WORLD RECORDS SET AT HILMER LODGE STADIUM

Hilmer Lodge Stadium has been the site of 20 world records including what is arguably the greatest day in track and field where 7 world records were broken in one night! (click here for LA Times article).

EVENT MARK IMPERIAL ATHLETE (Affiliation) DATE
100M 10.1   Dave Sime (USA) August 12, 1960*
200M 20.5   Otis Drayton (USA) June 23, 1962
High Jump 2.19M 7'02" John Thomas (USA) August 12, 1960*
Pole Vault 4.93M 16'02" Dave Tork (USA) April 28, 1962
Long Jump 8.21M 26'11"1/4 Ralph Boston (USA) August 12, 1960*
Shot Put 20.06M 65'10" Bill Nieder (USA) August 12, 1960*
Discus 59.91M 196'06" Richard Babka (USA) August 12, 1960*
Discus 62.62M 205'05" Al Oerter (USA) April 27, 1963
Discus 62.94M 206'06" Al Oerter (USA) April 25, 1964
Discus 69.18M 226'11" Mac Wilkins (USA) April 24, 1976
Hammer 70.33M 230'09" Harold Connolly (USA) August 12, 1960*
Hammer 71.26M 233'09" Harold Connolly (USA) June 20, 1965
Decathlon 8009 Points 9121 Old Table Yang Chuan-Kwan (TAI) April 27-28, 1963
220 Yard Hurdles 26.2   Chi Cheng (TAI) April 17, 1969
Shuttle Hurdles 55.25   USC April 26, 1981
4X200M Relay 1:18.68  

Santa Monica Track Club
(Carl Lewis, Leroy Burrell, Mike Marsh, Floyd Heard)

April 17, 1994
440 Yard Relay 40.0   Grambling College April 25, 1964
Mile Relay 3:05.6   USA Team
(Eddie Southern, Earl Young, Otis Davis, Jack Yerman)
August 12, 1960*
Mile Relay 3:04.5  

Arizona State University
(Mike Barrick, Ron Freeman, Henry Carr, Ulis Williams)

April 27, 1963
Distance Medley 9:33.4  

Fort MacArthur

April 28, 1968


Boston Leaps Beyond Owens Into History

By Earl Gustkey
Los Angeles Times - August 12, 1999

Whatever the 8,650 paid for their tickets at Mt. San Antonio College Stadium 39 years ago tonight, they got more than their money's worth.
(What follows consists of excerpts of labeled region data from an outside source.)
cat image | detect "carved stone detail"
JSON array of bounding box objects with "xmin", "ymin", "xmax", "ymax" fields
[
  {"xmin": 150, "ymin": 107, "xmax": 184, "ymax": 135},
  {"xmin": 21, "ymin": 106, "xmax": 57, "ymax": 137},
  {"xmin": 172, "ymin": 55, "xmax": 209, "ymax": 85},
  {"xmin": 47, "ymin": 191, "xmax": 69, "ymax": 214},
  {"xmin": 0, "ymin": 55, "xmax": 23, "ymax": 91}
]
The 1960 U.S. Olympic track and field team had scheduled a "conditioning meet" for Mt. SAC, a tuneup before the team left for the Rome Olympics.

Some tuneup. What ensued was a night of world record-breaking the likes of which no one had ever seen.

And the first record was the biggest one. Ralph Boston, a 21-year-old Tennessee A&I student, broke the oldest record on the books, Jesse Owens' long jump mark of 26 feet, 8 1/4 inches set at the 1935 Big Ten meet at Michigan.

Before his record leap of 26-11 1/4, Boston spiked himself in the leg, incurring a wound requiring three stitches.

Next, Kansas' Bill Nieder launched the shotput 65-10, bettering his own pending mark of 65-7.

Then a mile relay team of Eddie Southern, Earl Young, Otis Davis and Jack Yerman ran 3:05.6.

Two more Americans tied world records: sprinter Dave Sime with a 10.1-second 100 meters and Rink Babka with a 196-6 discus throw.

High jumper John Thomas broke the listed world high jump mark with a 7-2 leap, but he already had a 7-3 3/4 jump pending, from the U.S. team trials at Stanford earlier in the summer.

Boston cleared 26 feet on four of his six jumps, something no one--including Owens--had ever done.